It is understandable that there is a negative perception towards this generation – they are just out of university and are expecting immediate success. From the offset they may appear to be far less committed than other generations – yet is this due to the fact that they have a heightened awareness of their employment rights?
Generation Y and discrimination in the workplace
Generation Y are most likely to harbour negative views about the value of older employees. This has potentially significant repercussions. Generation Y may well hold supervisory and junior management roles. As a result, they will often be involved in recruitment processes and appraisals. If their discriminatory views filter through into their decision-making, this could actually mean that an older employee in their 50’s or 60’s, interviewed for a new job by a Generation Y employee, has less chance of getting hired.
The ‘Generation Y’ effect can have a serious knock on effect when bonuses and promotions are being considered. Managers must be aware of the risk that their older employees might not be treated fairly by Generation Y making bonus decisions in relation to their team. This means that Generation Y could in fact be a big liability to employers, exposing them to costly age discrimination claims.
Surprisingly, Doyle Clayton’s findings also show that Generation Y harbour the most negative attitudes towards flexible workers. This is somewhat ironic as Generation Y tend to be more informal and less wedded to their careers. They are also at the age when people want to start a family so would really benefit from flexible working. It appears that Generation Y consider that their colleagues’ ability to work flexibly comes at their expense.
What can managers do to solve the problem of Generation Y?
Generation Y can create a headache for managers. Not only do they have a different perception of what constitutes discrimination, they are also the ones who are most likely to discriminate against others.
Managers need to recognise and manage these generational differences and instil equality of opportunity throughout the workplace and working practices.
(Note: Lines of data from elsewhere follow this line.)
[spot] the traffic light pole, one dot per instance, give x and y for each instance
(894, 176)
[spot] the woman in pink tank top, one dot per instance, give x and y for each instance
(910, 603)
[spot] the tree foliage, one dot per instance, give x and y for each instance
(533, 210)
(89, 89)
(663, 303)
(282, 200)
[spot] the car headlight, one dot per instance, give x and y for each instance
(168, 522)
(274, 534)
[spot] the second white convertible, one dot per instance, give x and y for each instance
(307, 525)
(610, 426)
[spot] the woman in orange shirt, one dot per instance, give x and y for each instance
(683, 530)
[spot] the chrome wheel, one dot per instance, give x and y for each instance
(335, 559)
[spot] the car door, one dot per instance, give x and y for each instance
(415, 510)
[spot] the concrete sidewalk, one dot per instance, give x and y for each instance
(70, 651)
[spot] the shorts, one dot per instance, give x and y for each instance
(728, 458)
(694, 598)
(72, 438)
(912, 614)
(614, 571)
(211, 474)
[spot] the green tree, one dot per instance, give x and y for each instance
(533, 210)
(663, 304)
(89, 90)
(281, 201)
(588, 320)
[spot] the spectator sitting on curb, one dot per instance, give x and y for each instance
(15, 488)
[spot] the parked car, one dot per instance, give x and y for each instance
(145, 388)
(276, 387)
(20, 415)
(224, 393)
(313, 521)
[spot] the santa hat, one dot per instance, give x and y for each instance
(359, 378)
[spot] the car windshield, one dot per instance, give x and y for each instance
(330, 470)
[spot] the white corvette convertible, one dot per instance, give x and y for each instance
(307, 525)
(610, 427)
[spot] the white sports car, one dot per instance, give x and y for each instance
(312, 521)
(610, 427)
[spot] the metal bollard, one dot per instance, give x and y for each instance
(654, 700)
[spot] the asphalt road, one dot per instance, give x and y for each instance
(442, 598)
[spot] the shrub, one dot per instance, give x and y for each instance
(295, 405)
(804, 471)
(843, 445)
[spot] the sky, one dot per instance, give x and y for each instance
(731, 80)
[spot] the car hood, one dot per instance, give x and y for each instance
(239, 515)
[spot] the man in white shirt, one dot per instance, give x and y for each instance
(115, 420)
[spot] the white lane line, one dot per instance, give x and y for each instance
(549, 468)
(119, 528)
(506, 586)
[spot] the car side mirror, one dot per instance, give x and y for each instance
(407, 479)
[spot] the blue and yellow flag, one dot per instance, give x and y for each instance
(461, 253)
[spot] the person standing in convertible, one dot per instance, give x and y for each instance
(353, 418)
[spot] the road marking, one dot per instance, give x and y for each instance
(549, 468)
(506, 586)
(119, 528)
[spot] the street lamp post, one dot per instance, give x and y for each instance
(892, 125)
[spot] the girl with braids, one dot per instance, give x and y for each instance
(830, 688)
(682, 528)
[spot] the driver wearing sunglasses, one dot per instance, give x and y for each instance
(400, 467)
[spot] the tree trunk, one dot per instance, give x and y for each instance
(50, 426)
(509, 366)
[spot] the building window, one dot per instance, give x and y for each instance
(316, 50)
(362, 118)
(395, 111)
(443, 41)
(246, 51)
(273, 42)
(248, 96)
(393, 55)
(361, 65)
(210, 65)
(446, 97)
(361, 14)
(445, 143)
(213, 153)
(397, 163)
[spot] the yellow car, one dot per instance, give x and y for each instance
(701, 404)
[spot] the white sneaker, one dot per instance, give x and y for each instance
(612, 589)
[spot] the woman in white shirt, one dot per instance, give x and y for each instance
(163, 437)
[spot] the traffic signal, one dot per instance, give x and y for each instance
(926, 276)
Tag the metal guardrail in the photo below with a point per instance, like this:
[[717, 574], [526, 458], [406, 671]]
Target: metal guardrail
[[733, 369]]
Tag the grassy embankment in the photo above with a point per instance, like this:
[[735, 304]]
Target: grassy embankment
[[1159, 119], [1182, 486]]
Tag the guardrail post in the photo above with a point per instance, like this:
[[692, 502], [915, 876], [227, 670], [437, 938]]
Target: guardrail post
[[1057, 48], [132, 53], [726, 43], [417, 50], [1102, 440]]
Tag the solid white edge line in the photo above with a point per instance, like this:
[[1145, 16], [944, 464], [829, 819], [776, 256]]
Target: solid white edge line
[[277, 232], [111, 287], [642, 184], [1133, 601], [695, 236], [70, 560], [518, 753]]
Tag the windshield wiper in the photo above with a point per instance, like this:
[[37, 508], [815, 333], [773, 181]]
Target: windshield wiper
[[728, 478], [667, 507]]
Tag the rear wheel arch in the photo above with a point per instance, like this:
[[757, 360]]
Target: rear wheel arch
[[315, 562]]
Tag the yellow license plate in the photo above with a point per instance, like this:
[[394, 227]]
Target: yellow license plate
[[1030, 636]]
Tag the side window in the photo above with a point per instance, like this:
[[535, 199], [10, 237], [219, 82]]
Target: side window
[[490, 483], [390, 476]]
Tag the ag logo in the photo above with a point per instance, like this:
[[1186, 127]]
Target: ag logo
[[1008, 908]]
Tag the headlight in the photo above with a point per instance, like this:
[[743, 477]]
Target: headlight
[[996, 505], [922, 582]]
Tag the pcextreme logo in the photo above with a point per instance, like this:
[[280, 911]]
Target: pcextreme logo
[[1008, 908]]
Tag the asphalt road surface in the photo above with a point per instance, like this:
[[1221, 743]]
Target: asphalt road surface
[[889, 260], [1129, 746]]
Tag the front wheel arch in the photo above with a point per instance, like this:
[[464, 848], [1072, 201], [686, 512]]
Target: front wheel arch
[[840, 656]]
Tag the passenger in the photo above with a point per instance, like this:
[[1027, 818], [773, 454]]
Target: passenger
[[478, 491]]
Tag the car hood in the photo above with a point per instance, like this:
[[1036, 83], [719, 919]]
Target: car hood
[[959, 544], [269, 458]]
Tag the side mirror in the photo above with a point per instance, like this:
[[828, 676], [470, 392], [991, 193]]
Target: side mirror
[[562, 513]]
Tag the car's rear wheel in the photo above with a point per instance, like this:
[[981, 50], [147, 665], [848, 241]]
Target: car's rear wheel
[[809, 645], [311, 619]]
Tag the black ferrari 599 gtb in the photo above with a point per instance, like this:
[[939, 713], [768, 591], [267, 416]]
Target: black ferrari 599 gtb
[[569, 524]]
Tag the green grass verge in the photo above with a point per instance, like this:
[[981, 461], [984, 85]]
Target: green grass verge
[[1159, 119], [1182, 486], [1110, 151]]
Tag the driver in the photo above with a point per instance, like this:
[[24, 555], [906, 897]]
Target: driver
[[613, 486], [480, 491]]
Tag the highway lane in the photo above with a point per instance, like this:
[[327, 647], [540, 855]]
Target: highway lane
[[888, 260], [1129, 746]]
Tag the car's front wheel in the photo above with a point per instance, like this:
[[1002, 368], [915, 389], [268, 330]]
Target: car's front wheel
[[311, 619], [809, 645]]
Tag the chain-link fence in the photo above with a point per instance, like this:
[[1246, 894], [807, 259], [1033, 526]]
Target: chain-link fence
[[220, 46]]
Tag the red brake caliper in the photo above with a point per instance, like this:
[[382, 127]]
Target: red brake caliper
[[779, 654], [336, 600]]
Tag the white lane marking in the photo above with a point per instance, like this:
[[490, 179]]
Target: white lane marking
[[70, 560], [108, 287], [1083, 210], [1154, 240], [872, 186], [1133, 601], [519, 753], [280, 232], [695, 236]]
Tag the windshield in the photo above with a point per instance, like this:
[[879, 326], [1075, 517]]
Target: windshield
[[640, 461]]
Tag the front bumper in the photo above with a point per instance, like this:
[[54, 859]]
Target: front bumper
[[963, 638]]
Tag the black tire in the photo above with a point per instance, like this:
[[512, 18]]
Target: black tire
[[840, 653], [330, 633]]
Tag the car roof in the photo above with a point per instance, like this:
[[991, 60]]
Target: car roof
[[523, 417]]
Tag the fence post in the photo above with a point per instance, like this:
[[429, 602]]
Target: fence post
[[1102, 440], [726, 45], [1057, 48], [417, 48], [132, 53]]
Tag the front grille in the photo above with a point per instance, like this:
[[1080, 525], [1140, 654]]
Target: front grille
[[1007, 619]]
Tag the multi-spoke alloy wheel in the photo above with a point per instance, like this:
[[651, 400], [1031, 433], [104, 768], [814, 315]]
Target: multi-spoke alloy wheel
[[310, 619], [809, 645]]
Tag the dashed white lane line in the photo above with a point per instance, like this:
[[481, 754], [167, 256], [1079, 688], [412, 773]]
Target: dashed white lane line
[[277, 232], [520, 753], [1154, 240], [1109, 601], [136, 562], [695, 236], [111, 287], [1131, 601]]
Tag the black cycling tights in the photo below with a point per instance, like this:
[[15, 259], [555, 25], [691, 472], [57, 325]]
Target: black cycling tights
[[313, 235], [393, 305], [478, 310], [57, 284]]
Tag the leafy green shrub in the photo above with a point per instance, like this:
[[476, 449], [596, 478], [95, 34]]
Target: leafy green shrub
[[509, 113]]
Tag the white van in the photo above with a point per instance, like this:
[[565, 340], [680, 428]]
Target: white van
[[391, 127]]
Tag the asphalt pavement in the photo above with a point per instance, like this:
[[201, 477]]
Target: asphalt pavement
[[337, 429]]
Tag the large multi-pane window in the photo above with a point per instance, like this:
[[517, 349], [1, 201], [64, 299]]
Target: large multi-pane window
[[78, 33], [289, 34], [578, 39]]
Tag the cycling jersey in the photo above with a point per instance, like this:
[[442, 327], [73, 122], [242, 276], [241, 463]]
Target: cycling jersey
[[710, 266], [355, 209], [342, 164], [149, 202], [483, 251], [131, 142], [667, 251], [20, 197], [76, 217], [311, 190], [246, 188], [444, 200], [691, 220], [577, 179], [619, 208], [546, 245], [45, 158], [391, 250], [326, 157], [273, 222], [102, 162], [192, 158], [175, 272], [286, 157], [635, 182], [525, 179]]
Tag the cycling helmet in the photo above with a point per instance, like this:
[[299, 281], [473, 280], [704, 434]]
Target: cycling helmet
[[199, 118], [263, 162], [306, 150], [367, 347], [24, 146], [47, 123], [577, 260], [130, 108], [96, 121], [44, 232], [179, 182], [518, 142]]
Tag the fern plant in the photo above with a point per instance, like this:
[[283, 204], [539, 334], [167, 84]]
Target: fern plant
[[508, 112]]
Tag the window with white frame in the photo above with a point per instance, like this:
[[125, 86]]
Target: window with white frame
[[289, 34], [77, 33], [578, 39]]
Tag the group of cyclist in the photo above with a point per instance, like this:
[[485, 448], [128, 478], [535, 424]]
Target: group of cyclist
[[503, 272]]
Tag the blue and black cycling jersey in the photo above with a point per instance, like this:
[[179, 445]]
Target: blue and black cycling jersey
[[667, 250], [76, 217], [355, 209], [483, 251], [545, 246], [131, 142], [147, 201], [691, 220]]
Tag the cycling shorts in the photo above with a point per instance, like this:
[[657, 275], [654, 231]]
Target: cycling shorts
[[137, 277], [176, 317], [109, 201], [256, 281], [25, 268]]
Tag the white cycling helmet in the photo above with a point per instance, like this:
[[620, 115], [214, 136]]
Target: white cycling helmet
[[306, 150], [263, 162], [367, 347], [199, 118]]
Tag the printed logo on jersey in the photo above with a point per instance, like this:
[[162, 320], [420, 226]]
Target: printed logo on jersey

Steps that can be taken to achieve this include:
• Drawing up an equal opportunities policy and an anti-harassment and bullying policy.
• Ensure these issues are implemented throughout the business.
• Conducting a regular review of those policies to ensure they are up to date, and address any problems which are occurring.
• Making all employees aware of the implications if theses policies are not followed.
• Training all staff about equal opportunities and harassment issues and providing specialised training for those involved in recruitment and promotion decisions.
• Providing diversity awareness training – which focused on workplace relationship issues such as dignity at work, mutual respect and appreciation of differences as well as similarities.
• Developing a recruitment and promotion strategy that promotes work place diversity.
• Encouraging older, more experienced workers to mentor and coach the younger generation, passing on their wealth of knowledge and experience. As bonds develop between the mentor and mentored, working relationships are likely to be strengthened.
Leaders in business are the ones who set the tone within the work environment. It is therefore essential that managers exhibit behaviours that demonstrate disapproval of discriminatory treatment. Equally important is that they demonstrate support for diversity.
Managers need to embed a culture of equality into their processes and policies. This can be achieved through mechanisms such as training, assessment, mentoring and coaching to help ensure Generation Y appreciate the value of older workers and the numerous business benefits of a flexible workforce.